Businesses would do well to identify the beneficiaries of the deepfake attacks and pursue damages through a law court. The chances of identifying those responsible are slim in today’s world, where anonymity is easy. But a sustained, unrelenting approach may deter the attackers from targeting your company the next time.
Be ready with a response strategy.
The best preventive plans may still not keep deepfake attacks at bay. Have an action plan ready in the eventuality of a deepfake strike.

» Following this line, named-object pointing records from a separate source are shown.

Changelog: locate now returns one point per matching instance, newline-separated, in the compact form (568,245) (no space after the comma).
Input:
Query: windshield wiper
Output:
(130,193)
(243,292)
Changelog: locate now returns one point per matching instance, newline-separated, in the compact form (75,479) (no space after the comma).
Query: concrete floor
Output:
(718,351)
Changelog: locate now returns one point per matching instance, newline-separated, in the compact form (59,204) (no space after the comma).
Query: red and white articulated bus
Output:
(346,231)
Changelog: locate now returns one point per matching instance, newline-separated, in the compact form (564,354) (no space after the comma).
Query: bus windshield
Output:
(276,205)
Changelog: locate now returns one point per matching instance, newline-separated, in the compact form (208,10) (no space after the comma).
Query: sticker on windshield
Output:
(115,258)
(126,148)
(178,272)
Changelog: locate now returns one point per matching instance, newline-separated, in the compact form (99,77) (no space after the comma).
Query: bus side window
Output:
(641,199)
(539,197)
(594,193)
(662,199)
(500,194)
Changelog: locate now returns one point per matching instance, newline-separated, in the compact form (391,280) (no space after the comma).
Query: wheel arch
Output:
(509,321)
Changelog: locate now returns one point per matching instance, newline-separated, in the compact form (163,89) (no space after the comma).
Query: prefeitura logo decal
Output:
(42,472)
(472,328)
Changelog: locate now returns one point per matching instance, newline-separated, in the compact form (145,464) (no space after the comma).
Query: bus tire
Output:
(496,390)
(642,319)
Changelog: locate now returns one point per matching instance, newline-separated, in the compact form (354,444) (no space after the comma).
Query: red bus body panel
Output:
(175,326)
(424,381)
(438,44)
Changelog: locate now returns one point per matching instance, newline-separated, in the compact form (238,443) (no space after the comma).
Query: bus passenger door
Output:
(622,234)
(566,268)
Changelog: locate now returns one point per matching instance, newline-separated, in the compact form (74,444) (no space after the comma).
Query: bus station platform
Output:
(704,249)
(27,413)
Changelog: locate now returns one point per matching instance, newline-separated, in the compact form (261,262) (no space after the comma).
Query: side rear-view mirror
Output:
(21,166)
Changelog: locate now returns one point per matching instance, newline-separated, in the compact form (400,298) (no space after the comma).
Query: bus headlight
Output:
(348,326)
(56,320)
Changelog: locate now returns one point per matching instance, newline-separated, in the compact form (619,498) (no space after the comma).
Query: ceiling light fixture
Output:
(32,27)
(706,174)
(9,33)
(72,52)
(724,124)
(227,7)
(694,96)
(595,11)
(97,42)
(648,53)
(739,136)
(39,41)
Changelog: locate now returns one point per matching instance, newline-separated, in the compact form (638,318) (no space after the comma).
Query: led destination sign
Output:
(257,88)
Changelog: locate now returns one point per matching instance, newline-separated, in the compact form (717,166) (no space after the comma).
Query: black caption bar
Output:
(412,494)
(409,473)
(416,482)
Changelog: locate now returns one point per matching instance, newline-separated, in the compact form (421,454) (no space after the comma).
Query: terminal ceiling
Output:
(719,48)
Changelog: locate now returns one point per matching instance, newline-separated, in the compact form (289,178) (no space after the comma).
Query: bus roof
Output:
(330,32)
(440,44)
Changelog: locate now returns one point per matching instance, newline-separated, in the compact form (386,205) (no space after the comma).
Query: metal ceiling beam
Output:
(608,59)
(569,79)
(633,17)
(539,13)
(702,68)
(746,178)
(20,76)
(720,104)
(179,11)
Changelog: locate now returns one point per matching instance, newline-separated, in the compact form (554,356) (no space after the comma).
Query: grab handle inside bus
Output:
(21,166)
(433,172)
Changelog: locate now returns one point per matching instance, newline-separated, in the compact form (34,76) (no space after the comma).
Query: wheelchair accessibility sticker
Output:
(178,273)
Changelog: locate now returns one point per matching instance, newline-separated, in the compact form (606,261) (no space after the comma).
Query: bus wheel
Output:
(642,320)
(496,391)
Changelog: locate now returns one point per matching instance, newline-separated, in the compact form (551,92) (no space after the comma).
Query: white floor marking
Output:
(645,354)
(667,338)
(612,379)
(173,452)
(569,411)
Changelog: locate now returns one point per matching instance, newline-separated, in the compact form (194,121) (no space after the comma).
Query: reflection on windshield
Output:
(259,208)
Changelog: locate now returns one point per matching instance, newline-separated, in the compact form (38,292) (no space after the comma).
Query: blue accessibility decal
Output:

The best plan depends on the enterprise. But make sure the action plan:
- Details clear-cut individual responsibilities and a step-by-step list of to-dos.
- Integrates with the company’s standard incident management or crisis response process.
- Are flexible. Deepfakes are still an evolving technology. The nature of the threat can change anytime. Cyber-security has to remain flexible to change the security approaches and stacks, depending on changes to the threat.
Deepfakes exemplify how technology can mislead despite the best of plans and precautions. Enterprises who understand the threat and take proactive measures can overcome the danger and avoid costly disruptions and losses.